Читать книгу Институт в Туркестане - Алексей Тенчой - Страница 3

ИНСТИТУТ В ТУРКЕСТАНЕ

Оглавление

«Бухарские евреи имеют такое название не потому что они живут в Бухаре, а т.к. эти люди получили разрешение от правителя Бухары поселиться на подконтрольных ему территориях. Они могли жить в Самарканде, Бухаре, Мерве и других городах…» – это строки из письма, написанного в 1922 году Исааком Шаломаевым своему сыну Жану в Марсель из Самарканда.

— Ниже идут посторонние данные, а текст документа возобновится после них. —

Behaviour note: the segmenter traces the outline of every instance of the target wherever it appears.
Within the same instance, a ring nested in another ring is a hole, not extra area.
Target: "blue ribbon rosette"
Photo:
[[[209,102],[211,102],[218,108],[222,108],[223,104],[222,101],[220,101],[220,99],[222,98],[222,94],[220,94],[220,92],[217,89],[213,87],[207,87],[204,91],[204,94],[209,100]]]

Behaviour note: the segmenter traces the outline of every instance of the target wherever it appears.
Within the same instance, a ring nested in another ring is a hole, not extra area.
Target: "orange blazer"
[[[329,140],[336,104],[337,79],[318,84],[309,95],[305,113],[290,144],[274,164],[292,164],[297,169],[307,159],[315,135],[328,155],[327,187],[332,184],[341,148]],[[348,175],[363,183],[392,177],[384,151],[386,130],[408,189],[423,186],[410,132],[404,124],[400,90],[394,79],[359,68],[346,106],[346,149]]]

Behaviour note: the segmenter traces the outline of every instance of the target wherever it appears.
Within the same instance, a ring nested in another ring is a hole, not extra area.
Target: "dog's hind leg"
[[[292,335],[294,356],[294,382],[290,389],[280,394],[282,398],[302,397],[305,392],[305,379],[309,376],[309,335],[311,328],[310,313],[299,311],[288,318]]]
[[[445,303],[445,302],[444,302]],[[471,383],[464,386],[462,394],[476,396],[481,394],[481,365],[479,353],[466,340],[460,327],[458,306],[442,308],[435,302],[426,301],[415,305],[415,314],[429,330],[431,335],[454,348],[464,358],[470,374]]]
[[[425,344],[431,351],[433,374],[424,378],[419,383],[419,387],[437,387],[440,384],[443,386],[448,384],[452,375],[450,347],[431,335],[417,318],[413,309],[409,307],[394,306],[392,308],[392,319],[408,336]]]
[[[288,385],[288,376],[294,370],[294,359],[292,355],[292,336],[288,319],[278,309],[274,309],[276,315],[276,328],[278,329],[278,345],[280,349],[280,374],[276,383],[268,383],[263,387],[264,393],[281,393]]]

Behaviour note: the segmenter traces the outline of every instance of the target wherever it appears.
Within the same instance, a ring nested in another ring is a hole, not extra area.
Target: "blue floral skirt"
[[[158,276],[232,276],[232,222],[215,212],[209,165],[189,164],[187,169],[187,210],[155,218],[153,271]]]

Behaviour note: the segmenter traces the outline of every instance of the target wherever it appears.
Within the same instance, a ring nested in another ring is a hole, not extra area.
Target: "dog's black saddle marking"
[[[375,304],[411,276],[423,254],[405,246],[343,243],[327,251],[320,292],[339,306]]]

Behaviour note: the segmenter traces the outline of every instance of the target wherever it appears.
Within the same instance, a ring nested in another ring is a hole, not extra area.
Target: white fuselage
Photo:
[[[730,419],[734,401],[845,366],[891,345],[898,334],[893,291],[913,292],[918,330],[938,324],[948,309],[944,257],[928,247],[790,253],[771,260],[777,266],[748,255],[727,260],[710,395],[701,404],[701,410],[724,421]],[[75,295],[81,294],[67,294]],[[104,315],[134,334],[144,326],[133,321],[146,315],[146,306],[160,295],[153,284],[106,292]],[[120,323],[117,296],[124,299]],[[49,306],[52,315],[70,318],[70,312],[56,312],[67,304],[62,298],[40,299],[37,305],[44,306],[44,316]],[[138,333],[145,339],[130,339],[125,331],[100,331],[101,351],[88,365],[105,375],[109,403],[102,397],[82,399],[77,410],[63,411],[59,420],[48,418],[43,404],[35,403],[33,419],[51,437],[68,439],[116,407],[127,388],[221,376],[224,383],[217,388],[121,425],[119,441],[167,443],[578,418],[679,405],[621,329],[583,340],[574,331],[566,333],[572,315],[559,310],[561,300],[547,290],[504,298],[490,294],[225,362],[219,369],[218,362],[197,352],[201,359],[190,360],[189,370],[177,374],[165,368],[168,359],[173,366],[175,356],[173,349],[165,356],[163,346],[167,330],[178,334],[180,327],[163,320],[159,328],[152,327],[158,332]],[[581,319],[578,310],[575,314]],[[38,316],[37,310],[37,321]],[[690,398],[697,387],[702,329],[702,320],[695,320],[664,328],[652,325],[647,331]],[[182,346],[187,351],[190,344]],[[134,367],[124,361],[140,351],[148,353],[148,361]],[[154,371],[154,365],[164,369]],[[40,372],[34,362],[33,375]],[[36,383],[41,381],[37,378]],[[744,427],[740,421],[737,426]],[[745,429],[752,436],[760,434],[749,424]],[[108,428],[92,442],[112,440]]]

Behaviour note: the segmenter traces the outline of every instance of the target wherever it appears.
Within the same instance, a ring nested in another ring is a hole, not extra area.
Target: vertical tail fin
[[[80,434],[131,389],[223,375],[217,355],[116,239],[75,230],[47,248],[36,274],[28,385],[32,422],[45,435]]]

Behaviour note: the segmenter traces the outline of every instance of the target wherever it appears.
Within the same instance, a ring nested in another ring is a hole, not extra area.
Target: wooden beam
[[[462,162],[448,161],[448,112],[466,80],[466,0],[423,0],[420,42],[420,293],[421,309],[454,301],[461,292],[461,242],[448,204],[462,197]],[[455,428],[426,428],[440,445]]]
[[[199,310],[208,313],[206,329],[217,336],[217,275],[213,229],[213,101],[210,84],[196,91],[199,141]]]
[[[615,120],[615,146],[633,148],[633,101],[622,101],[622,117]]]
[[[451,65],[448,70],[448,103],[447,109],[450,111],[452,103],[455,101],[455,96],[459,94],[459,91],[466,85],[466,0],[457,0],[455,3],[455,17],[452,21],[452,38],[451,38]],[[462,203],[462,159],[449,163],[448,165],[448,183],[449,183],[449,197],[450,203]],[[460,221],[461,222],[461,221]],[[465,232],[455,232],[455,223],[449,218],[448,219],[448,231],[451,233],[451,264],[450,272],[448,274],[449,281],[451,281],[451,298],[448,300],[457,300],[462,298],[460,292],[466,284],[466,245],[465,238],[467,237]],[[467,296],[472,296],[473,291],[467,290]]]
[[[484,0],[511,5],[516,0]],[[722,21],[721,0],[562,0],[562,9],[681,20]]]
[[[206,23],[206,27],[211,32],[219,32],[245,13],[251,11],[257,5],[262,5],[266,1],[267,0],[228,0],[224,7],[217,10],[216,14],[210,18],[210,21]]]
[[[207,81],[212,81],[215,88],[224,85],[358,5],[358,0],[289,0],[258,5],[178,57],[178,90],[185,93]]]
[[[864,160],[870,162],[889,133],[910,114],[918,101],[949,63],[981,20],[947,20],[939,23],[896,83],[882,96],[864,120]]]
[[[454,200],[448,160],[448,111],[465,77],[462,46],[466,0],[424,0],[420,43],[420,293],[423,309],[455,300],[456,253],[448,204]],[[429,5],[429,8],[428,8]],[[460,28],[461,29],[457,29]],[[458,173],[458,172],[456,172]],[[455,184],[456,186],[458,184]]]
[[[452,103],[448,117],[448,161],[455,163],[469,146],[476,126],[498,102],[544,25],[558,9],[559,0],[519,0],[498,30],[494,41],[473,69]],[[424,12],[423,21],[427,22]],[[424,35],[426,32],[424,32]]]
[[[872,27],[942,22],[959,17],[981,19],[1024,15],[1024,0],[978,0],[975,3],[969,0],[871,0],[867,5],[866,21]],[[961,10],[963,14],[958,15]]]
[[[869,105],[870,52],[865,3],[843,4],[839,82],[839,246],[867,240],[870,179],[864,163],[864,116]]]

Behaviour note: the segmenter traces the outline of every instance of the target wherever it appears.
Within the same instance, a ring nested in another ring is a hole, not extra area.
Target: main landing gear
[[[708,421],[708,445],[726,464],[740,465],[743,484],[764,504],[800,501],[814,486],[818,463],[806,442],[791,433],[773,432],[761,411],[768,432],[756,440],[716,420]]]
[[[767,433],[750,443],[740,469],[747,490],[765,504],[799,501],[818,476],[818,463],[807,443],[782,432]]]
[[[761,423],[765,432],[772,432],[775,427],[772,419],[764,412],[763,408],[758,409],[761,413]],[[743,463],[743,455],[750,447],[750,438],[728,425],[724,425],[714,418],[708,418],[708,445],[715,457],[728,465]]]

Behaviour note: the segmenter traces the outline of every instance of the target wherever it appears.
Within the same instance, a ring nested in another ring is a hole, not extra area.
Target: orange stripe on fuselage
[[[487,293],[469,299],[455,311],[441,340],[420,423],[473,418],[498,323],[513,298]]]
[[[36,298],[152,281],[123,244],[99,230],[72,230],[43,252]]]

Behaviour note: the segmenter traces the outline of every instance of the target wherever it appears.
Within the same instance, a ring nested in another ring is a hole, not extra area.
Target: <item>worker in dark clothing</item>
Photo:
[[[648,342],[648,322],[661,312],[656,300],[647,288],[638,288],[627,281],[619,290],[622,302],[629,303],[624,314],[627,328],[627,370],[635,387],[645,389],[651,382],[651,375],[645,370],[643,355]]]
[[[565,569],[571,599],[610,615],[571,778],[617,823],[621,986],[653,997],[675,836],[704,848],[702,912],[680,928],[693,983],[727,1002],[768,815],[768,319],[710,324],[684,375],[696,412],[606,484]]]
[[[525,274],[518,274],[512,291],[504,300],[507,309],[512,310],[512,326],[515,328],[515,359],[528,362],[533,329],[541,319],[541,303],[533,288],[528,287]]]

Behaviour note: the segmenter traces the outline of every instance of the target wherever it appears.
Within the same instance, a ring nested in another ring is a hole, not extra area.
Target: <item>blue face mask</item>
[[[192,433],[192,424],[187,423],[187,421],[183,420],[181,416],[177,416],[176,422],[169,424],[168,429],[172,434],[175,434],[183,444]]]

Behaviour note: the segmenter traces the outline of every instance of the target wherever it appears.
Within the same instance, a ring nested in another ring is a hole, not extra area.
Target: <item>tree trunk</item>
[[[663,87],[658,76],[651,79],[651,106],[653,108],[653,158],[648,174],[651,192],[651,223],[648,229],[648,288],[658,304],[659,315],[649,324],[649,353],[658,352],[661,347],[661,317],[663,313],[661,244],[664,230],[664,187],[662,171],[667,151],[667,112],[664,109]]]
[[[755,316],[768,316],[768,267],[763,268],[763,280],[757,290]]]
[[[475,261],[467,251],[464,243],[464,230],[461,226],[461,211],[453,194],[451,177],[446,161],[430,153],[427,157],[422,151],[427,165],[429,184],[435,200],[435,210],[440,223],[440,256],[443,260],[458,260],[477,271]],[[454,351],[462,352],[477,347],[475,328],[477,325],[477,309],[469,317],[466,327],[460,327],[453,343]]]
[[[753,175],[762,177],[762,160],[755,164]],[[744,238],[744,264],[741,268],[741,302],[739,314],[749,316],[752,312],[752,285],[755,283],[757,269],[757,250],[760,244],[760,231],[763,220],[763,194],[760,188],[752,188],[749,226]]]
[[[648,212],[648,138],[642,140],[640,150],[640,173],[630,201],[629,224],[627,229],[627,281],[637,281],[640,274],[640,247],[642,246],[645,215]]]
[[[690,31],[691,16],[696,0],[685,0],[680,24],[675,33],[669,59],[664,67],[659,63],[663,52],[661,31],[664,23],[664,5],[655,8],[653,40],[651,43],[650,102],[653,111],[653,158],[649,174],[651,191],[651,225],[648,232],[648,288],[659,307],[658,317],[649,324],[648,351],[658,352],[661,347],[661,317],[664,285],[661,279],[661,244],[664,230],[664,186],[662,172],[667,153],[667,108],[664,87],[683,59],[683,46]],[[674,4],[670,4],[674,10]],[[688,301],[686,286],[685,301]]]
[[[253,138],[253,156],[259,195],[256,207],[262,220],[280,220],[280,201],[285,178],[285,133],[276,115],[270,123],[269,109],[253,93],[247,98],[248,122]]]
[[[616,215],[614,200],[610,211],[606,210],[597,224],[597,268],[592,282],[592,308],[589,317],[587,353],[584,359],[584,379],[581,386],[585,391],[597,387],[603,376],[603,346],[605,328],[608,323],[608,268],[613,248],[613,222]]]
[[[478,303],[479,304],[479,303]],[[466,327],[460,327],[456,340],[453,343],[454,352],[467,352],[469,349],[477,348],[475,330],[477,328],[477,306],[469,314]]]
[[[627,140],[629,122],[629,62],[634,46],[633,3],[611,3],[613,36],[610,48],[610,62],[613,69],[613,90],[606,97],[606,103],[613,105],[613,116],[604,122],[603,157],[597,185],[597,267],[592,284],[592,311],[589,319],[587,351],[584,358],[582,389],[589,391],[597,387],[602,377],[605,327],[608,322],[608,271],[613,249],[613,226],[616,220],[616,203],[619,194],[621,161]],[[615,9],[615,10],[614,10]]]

Лёгкий бриз раздувал элегантные, со вкусом подобранные к интерьеру, занавески огромных окон. Они выходили на зеленую сторону улицы, за которой до самого горизонта тянулись поля, поля, поля. Это ощущение свободы и бескрайних просторов проникало внутрь дома каждый божий день вместе с бризом, несущимся с моря, а он, в свою очередь, принося с собой, на самом деле, свежесть, забирал всё лишнее, отжившее, ненужное из этого дома и рассеивал по ветру, как развенчанные мифы, развеянные воспоминания и забытый прах, который давным-давно был пуст, и теперь, по воле природных законов, становясь удобрением, питал землю, где жили эти чудные люди.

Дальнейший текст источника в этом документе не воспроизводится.